Ya’alon denied reports that Netanyahu had urged him to concede to Lapid and vote for criminal sanctions on haredi draft dodgers.

The reports said such a step would be a tactical move until legislation could be watered down later on.

At a meeting of the Likud faction, Transportation Minister Israel Katz led Likud MKs in criticizing Ya’alon for allowing Lapid to score political points at Likud’s expense. Likud ministers privately accused Ya’alon of sacrificing the party to kowtow to the haredi sector that could help him as an expected future prime ministerial candidate.

Netanyahu mocked the crisis at the meeting, referring to it as a “virtual crisis.”

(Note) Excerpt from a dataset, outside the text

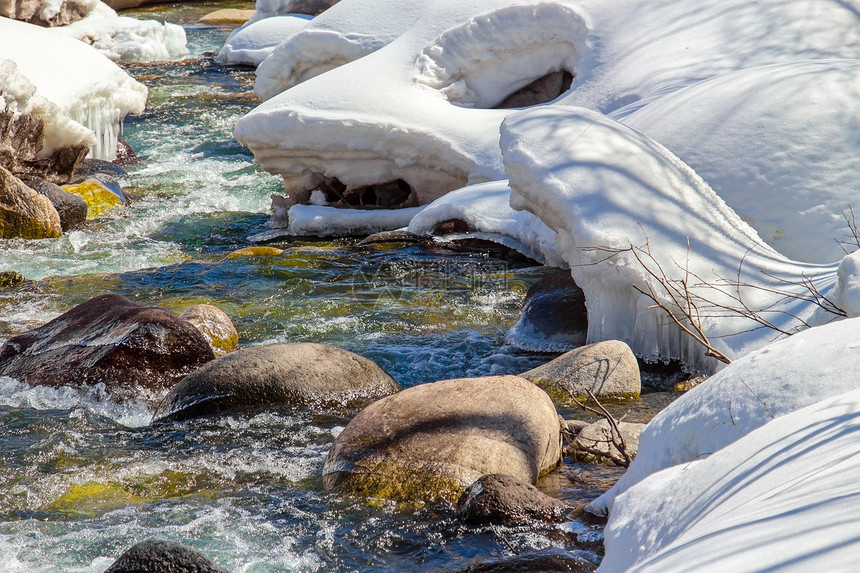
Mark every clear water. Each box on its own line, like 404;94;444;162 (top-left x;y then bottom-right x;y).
0;12;618;572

Coalition chairman Yariv Levin denounced the dispute as political spin intended to distract the public from the value-added tax increase that passed in the Finance Committee Monday at the behest of the Lapid-led Finance Ministry.

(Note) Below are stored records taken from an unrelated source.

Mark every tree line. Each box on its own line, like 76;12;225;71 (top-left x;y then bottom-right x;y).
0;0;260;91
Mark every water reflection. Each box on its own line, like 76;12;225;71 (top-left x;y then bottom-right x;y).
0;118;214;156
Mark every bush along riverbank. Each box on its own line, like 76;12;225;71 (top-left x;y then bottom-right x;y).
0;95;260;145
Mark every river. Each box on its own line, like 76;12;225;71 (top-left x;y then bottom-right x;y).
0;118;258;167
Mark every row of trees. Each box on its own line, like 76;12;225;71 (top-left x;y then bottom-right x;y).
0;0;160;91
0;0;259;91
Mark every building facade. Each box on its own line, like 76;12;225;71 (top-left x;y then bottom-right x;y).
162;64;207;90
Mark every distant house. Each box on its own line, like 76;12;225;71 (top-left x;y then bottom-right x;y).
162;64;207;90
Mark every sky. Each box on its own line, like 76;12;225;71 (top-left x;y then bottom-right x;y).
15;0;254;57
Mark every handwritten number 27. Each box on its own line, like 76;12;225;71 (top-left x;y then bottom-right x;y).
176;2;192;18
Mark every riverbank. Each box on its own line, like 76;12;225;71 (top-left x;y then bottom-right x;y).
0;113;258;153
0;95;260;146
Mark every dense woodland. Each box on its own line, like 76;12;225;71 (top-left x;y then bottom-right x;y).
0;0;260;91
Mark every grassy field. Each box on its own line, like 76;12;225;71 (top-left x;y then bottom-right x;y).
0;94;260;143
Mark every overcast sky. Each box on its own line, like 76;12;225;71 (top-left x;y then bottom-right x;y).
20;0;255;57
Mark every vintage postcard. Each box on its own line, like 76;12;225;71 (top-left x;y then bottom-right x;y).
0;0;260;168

“After 65 years, we are before a historic change that will lead to significant progress toward equalizing the burden,” Netanyahu said. “Until the law is implemented, there will be many crises and headlines, real and fictional. I am certain we can find solutions for the few clauses that have remained open. There will be a law.”

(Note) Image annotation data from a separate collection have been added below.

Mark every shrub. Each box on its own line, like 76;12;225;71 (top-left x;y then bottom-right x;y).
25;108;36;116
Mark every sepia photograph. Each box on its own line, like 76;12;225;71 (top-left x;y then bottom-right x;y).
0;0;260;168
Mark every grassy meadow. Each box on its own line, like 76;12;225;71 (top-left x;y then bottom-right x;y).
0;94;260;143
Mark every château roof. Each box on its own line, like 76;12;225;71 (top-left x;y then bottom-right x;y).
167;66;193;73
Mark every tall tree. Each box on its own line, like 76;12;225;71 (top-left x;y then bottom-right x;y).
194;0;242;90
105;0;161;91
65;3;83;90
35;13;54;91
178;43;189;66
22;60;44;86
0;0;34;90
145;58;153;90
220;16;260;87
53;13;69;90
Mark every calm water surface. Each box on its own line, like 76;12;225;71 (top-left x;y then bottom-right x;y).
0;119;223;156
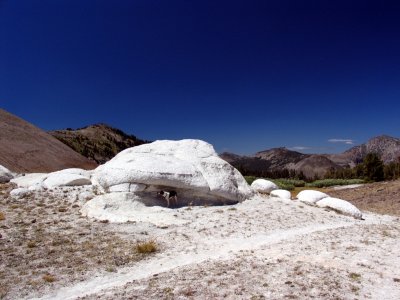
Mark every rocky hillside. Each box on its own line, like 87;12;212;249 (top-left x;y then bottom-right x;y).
0;109;96;172
49;124;148;164
343;135;400;164
220;135;400;178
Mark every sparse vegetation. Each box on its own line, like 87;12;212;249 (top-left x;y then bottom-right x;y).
136;240;158;254
245;176;365;191
349;272;361;281
306;179;364;188
42;274;56;283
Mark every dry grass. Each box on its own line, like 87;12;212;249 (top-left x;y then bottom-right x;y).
136;240;158;254
326;180;400;216
42;274;56;283
0;184;157;299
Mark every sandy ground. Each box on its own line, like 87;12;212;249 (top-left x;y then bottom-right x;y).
0;185;400;299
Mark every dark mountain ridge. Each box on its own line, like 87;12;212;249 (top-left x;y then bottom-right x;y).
49;123;149;164
220;135;400;178
0;109;97;173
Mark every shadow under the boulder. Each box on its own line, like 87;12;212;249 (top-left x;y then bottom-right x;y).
135;189;239;208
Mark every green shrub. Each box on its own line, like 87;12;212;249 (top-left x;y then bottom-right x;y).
136;240;157;254
306;179;364;188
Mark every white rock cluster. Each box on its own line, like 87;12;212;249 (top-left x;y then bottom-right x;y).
251;179;279;194
92;139;254;205
297;190;362;219
0;165;14;183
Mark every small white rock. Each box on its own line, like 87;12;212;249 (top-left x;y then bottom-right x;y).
316;197;362;219
0;165;14;183
10;188;32;199
43;173;92;188
251;179;278;193
297;190;329;205
270;190;292;199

But Lapid sounded very serious at his faction meeting, calling upon the Likud to stop playing games that could prevent a historic injustice from being fixed. He accused the Likud of trying to torpedo the Peri Committee to find favor with haredim.

“Service will be equalized or the government will come apart,” Lapid said. “If someone thinks I entered politics just to fix the economic catastrophe that the last government left us, they don’t understand what we are doing here. Those who think we will surrender on equalizing the burden doesn’t know us.”

Kadima leader Shaul Mofaz said the same thing happened to his party when Netanyahu disbanded the Kadima-led Plesner Committee last year. The dispute over how to draft yeshiva students led to the collapse of Netanyahu’s short-lived coalition with Kadima. He called upon Lapid to hold strong and “not become the dishrag of the Likud.”

Bayit Yehudi leader Naftali Bennett engaged in shuttle diplomacy to prevent the current coalition from suffering the same fate. Bennett met three times with Ya’alon and three times with Lapid on Monday.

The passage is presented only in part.